The signing marks a key addition to a growing slate of countries aligning their space policies and standards of cooperation with the United States, as nations including China and India eye the moon as stage for technological advances and national prestige.

India, which last month became the fourth nation to achieve a soft landing on the moon, agreed to join the Artemis Accords in June but China and Russia have not.

Also Read | Joining the hunt: India and the Artemis Accords 

Germany became the latest signatory at the German ambassador’s residence in Washington during an event attended by NASA Administrator Bill Nelson and Walther Pelzer, head of the German Space Agency.

“It’s a big deal, because Germany is the economic powerhouse of Europe and has been a part of the European space program forever,” Nelson told Reuters on Thursday before the signing.

The accords aim to clarify and modernise principles of the widely ratified 1967 Outer Space Treaty by urging scientific transparency and establishing rules of coordination to avoid harmful interference in space and on the moon.

The pact is a diplomatic prong of the U.S. Artemis program, which was formed in 2019 with the goal of returning the first crew of astronauts to the lunar surface since 1972. Several short and long-term missions in the program aim to use the moon as a proving ground for spacecraft ahead of more difficult astronaut treks to Mars in the future.

Explained | India has signed the Artemis Accords.

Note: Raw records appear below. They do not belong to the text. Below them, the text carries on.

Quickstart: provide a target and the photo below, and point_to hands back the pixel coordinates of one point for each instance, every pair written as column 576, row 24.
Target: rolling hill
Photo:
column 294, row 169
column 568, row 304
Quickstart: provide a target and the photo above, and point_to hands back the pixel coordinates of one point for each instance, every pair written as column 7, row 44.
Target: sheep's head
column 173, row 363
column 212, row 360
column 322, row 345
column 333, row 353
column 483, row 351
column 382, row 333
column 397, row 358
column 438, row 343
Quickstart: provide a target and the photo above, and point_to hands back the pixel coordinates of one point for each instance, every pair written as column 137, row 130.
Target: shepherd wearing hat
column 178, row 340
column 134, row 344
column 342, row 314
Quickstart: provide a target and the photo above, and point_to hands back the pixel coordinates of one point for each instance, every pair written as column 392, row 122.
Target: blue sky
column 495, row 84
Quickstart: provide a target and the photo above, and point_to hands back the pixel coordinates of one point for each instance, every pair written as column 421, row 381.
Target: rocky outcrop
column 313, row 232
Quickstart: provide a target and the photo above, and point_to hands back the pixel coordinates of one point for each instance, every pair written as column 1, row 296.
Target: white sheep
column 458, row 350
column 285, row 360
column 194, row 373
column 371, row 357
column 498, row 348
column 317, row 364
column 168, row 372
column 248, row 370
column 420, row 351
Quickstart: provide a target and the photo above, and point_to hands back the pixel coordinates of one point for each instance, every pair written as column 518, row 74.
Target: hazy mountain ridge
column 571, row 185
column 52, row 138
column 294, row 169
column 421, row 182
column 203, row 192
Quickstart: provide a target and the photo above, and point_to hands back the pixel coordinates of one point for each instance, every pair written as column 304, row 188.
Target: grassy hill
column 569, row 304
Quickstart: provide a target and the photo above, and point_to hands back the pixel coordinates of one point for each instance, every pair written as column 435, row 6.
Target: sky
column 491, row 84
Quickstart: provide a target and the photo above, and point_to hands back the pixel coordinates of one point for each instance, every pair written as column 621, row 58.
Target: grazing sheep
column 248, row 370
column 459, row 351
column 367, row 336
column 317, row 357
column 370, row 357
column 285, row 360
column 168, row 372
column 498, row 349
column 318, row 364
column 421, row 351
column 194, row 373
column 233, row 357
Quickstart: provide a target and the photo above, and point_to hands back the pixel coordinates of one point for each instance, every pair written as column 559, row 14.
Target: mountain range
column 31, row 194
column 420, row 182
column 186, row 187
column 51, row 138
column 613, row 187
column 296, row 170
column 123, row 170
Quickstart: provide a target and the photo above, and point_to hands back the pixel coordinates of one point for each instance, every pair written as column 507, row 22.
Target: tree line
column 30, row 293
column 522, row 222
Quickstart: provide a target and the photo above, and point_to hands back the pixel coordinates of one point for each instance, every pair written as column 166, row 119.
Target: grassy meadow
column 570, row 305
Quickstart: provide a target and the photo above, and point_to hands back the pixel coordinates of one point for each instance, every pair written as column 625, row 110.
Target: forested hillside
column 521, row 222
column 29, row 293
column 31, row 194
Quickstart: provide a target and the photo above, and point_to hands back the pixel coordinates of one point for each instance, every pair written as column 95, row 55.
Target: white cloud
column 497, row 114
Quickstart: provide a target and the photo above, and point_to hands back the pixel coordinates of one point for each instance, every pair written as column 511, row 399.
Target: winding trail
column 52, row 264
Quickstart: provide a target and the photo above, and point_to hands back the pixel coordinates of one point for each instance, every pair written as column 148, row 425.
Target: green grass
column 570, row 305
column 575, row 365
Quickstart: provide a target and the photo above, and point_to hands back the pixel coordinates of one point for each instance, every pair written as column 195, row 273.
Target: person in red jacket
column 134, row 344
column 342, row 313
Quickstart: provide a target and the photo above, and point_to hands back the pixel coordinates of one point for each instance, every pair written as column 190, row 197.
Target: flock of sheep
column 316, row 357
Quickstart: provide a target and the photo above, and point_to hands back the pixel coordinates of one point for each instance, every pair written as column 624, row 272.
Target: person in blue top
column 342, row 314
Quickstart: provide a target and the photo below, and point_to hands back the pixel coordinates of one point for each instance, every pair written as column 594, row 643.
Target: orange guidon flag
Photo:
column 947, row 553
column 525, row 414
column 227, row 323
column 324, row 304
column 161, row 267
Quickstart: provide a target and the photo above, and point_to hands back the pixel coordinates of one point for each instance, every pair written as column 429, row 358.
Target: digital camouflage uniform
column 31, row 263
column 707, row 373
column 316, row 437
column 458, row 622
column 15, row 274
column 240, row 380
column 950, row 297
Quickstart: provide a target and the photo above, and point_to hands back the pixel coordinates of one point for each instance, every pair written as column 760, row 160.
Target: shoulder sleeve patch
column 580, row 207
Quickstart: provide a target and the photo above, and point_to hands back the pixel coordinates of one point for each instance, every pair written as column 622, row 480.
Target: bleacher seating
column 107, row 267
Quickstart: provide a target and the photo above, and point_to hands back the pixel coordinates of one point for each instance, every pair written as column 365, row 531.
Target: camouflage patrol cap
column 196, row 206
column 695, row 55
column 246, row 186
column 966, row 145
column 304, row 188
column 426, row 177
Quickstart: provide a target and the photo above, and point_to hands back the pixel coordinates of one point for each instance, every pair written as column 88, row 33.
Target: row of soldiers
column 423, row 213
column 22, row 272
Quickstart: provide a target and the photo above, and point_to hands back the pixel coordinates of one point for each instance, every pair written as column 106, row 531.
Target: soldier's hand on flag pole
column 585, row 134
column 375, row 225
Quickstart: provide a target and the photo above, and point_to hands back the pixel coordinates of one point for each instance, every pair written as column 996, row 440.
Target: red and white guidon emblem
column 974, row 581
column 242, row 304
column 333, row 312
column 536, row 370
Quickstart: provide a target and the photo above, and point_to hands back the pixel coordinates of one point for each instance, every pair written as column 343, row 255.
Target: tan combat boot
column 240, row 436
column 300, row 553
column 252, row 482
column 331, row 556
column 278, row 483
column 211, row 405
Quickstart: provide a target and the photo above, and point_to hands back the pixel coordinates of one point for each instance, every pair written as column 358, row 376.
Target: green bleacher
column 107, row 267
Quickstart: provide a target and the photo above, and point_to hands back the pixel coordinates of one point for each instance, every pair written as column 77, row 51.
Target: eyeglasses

What is at stake? 

NASA has marshaled global allies and an array of private companies around the Artemis program to put NASA astronauts on the moon by 2027, a target that has been delayed from 2024 and is likely to be pushed back again amid spacecraft development delays.

Russia, an integral partner of NASA’s on the International Space Station, had considered participation in the Artemis program before instead agreeing to join China’s moon program, which also seeks to put humans on the lunar surface.

Japan, various European countries and other nations with big to small space programs have joined the accords. The European Space Agency (ESA), which represents 22 member states including Germany, is a core NASA partner on Gateway, a planned space station that will orbit the moon as part of the Artemis program.

“It’s vital to demonstrate unity and solidarity, and Germany signing signals unification among the pillar nations of ESA,” Mike Gold, NASA’s former international affairs chief and a key architect of the accords, told Reuters.